Wellington Arch, completed in 1830, was originally located almost directly opposite Wellington's residence, the nearby Apsley house. The arch was built to commemorate Britain's victories
led by The Duke Of Wellington over Napolean. In 1846 a huge mounted statue of Wellington adorned the top of the Arch but was later moved to Aldershot, a major garrison town in Surrey, to be replaced in 1912 with the sculpture which adorns the Arch to this day, the Quadriga.
The sculpture, the largest bronze in Europe, depicts the angel of peace descending to earth commanding a chariot of war. Structurally, the Arch is hollow and inside has three floors of exhibits which chart the Arch's history and purpose.
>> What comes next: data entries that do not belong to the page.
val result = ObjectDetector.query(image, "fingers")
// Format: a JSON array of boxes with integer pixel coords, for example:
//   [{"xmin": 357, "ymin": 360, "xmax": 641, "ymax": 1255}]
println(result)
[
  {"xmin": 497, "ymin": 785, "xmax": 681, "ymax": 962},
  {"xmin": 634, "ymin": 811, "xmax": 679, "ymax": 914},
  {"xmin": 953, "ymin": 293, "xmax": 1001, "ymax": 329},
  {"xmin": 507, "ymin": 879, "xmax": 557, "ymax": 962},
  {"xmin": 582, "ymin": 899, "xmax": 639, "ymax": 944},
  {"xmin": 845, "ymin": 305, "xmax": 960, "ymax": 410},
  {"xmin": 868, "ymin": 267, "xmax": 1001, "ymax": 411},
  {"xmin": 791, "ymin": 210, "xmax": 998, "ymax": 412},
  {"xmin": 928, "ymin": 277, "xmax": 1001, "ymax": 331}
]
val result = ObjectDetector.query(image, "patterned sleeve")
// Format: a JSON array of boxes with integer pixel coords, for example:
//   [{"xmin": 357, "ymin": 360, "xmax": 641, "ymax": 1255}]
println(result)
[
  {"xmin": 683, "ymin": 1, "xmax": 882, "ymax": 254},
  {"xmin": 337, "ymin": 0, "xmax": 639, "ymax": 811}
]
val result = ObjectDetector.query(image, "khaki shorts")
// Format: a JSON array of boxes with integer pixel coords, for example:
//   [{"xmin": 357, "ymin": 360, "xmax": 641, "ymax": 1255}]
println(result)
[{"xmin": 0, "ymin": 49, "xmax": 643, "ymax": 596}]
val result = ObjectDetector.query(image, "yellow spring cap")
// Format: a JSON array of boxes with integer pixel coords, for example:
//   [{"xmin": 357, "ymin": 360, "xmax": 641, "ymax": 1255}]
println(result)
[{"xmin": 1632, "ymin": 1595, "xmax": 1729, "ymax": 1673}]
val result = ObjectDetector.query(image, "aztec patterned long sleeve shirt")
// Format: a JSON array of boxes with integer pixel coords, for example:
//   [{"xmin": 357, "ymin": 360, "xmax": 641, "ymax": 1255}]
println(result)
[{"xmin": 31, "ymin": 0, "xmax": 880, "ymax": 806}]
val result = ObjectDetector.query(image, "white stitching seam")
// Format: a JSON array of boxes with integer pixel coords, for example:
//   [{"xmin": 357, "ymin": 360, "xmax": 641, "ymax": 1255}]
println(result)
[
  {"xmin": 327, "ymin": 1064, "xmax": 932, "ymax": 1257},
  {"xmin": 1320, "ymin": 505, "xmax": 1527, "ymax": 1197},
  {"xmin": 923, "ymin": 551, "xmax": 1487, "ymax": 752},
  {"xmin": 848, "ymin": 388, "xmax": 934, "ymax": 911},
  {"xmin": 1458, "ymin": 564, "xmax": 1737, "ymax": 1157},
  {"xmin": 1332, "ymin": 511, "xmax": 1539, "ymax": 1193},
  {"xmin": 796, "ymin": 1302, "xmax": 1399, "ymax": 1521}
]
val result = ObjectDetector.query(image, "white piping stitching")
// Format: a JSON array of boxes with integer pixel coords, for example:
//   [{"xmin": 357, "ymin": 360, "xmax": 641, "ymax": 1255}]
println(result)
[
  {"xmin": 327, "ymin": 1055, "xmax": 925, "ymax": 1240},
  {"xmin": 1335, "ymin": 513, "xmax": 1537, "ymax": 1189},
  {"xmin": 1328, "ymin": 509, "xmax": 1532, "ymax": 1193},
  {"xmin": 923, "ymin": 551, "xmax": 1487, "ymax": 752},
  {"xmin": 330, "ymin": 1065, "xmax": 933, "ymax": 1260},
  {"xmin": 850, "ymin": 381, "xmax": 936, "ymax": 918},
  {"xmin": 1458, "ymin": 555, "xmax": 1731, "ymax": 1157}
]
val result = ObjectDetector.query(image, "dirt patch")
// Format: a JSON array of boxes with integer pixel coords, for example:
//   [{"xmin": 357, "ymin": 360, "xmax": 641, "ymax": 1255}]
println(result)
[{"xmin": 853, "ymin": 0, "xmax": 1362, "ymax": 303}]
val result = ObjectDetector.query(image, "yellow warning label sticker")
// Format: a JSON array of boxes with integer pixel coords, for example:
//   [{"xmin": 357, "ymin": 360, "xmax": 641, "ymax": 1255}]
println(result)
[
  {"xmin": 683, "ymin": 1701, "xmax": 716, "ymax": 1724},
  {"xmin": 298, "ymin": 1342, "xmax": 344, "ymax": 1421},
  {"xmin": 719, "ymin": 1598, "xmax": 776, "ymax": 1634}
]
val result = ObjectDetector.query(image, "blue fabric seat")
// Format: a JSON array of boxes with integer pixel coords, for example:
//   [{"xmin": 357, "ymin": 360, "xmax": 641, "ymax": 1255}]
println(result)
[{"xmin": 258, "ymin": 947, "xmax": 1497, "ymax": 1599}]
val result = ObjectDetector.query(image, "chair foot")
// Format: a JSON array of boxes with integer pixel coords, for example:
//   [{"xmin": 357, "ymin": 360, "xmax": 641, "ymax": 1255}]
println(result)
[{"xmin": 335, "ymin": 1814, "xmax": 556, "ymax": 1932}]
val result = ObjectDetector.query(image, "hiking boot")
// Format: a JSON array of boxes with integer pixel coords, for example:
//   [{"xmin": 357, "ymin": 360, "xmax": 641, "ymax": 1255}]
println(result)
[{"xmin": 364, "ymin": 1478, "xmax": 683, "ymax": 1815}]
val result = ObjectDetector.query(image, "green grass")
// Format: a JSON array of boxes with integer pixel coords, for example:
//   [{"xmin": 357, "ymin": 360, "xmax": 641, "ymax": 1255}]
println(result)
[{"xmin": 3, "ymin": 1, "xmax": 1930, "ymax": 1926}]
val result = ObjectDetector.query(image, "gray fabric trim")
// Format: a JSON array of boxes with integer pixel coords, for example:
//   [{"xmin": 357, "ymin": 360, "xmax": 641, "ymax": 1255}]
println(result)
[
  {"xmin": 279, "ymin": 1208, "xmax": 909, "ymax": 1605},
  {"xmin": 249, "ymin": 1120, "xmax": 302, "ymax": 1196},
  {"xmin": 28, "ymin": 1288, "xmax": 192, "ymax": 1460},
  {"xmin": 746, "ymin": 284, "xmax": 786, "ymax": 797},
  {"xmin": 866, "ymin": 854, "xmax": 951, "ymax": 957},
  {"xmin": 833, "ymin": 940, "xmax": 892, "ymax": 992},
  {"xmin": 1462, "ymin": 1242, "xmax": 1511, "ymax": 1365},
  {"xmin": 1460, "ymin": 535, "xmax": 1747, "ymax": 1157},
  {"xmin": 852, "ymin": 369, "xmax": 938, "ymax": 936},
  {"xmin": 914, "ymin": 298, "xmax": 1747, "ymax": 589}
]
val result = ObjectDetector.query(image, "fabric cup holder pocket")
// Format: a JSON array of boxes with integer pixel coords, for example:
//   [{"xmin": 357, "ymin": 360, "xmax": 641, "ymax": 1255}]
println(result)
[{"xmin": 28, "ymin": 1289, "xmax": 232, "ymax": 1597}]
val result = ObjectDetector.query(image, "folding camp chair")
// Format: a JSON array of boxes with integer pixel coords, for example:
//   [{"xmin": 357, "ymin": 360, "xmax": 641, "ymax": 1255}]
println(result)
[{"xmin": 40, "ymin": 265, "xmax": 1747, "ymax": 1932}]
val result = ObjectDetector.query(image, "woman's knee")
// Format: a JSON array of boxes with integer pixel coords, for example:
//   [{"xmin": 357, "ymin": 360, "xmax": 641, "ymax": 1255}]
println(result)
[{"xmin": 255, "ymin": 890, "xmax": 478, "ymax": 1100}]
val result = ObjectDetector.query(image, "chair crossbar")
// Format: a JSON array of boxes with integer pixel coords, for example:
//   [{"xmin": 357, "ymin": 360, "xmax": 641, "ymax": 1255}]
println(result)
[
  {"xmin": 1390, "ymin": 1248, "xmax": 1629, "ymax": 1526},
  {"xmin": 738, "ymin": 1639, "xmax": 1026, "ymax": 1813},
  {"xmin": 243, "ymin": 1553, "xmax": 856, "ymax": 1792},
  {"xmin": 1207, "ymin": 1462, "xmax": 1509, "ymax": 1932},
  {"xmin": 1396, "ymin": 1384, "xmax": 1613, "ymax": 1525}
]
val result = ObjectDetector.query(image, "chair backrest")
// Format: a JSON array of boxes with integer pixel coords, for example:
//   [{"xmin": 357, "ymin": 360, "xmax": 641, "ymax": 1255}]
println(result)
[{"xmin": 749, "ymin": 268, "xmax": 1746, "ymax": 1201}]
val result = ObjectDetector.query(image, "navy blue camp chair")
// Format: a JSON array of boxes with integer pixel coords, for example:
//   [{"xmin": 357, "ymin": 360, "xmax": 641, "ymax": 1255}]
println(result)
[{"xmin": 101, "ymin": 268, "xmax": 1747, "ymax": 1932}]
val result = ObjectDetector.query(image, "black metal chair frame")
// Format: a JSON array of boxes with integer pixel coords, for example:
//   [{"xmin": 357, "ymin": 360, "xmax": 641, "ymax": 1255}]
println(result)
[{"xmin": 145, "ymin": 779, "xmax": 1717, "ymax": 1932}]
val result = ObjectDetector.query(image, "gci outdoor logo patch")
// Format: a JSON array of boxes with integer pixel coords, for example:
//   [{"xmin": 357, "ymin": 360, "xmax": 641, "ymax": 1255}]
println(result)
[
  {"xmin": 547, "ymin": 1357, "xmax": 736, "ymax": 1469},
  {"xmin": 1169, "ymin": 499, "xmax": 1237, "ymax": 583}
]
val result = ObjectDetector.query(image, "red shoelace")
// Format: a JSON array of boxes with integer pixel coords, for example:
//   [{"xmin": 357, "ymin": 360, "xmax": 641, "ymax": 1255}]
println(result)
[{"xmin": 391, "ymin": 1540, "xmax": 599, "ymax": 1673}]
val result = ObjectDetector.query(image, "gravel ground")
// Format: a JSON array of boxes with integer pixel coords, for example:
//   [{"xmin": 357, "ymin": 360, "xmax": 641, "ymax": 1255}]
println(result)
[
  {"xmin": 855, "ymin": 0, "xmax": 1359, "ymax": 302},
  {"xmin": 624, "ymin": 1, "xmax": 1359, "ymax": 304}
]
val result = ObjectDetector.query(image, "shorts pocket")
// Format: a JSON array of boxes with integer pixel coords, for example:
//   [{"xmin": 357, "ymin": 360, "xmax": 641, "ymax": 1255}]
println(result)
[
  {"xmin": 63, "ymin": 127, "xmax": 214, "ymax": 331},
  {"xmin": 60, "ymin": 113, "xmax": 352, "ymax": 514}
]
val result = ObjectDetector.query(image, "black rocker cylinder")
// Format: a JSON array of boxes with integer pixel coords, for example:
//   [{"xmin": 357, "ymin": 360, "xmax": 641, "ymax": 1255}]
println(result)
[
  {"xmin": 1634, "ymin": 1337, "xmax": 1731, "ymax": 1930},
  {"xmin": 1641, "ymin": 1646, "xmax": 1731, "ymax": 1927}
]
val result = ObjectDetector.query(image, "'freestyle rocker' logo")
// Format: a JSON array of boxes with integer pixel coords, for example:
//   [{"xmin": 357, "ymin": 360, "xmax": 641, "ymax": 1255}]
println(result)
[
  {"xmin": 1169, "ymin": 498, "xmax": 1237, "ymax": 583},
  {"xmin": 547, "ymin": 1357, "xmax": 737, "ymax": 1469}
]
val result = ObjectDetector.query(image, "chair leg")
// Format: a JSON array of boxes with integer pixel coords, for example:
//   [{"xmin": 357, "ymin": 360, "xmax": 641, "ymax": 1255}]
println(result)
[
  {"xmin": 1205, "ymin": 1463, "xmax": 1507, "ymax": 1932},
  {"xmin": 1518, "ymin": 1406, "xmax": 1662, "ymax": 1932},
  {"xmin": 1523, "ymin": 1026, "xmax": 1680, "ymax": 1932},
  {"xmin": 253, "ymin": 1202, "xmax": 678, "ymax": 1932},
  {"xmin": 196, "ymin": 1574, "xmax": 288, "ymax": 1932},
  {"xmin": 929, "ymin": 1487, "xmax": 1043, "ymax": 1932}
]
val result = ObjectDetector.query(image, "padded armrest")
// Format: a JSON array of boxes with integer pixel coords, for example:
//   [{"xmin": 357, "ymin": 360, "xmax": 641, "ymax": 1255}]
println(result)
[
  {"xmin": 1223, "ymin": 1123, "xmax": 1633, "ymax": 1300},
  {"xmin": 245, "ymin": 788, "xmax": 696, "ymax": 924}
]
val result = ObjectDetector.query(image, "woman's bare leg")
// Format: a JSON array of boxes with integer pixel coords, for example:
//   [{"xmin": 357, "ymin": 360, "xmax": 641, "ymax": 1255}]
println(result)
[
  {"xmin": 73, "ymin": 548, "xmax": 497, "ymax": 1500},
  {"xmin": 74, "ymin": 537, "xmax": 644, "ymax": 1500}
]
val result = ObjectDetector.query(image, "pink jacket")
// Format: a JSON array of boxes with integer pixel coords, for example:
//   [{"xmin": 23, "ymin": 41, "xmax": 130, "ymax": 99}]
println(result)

Following on from the Second World War the area around Park Lane was developed and widened to allow a free flow of traffic between Piccadilly and Knightsbridge. This meant that the area surrounding the Arch became a feature rich traffic island that now boasts some of the most poignant memorials in the capital.
St George and the Dragon, on the corner of Hyde Park nearest Constitution Hill, is the monument dedicated to the cavalry of the Empire and shows St George classically on horseback, sword pointing triumphantly to the heavens, straddling the defeated and yielding Dragon. The base of the monument shows a frieze of horsemen.